The effect of the viscosity-dependent boundary layer on tight oil flow behavior in CO2 Huff-Puff processes: A unified dimensional Pre-Darcy flow model

Abstract

There are numerous percolation studies of unconventional reservoirs showing that in tight or low-permeability formations, the oil flow behavior could be described by the Pre-Darcy mechanism. However, for the CO 2 Huff-n-Puff operations, the most presented low-velocity Pre-Darcy flow models may result in an erroneous evaluation due to the intensive boundary layer thickness changes caused by the CO 2 extraction and dissolution. In this paper, with multiple parameters fitting the seepage experimental results of the studied area, a unified dimensional Pre-Darcy flow model for CO 2 enhanced oil recovery (EOR) is derived from the classic Poiseuille model. Then, the proposed flow model is applied in the compositional simulator for analyzing the viscosity-dependent boundary layer (VDBL) effect, applicability evaluation in Huff-Puff EOR, and field history matching.
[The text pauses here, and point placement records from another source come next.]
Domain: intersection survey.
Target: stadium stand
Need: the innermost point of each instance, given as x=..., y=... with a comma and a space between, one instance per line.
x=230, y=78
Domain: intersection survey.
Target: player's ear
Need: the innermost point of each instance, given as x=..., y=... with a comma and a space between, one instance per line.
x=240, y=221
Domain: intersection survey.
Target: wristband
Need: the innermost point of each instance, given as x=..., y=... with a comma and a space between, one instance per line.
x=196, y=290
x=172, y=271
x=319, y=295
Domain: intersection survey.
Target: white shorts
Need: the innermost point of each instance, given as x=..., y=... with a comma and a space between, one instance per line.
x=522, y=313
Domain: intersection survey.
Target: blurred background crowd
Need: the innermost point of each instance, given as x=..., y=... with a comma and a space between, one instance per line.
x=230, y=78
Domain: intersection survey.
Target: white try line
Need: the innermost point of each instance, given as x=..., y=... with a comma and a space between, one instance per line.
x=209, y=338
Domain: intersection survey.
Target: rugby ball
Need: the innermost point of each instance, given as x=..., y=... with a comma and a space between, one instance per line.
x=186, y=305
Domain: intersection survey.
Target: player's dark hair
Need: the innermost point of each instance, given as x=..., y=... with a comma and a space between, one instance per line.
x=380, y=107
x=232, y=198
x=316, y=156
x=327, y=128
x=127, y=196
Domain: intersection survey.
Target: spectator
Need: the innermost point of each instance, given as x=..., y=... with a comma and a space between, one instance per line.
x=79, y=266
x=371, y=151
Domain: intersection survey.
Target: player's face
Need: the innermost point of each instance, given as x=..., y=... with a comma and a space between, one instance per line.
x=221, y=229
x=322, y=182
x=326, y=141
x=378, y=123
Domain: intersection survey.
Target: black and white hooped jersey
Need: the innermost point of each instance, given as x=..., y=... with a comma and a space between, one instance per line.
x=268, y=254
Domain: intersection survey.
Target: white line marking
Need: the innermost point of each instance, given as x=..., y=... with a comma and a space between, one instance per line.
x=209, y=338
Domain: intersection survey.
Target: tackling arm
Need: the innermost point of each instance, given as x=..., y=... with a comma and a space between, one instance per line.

The results indicate that the VDBL effect improves the oil mobility in injection periods and lowers the residual oil saturation at the front of the CO 2 convection-diffusion area in reproduction periods. Additionally, the nonlinear parameter α and the shape parameter β enhance the proposed model's applicability for the Huff process and the Puff process respectively. Finally, by adjusting the parameters α and β for different permeability intervals of the geological model, the flow model is successfully applied in the oil production matching of the Y6 well, which exhibits its reliability in the history matching. • A unified dimensional flow model is derived from the classic Poiseuille model to characterize the oil seepage behavior. • The proposed flow model is applied in the compositional simulator for analyzing the VDBL effect. • The flow model is successfully applied in history matching of the Songliao tight field in China to exhibit its reliability.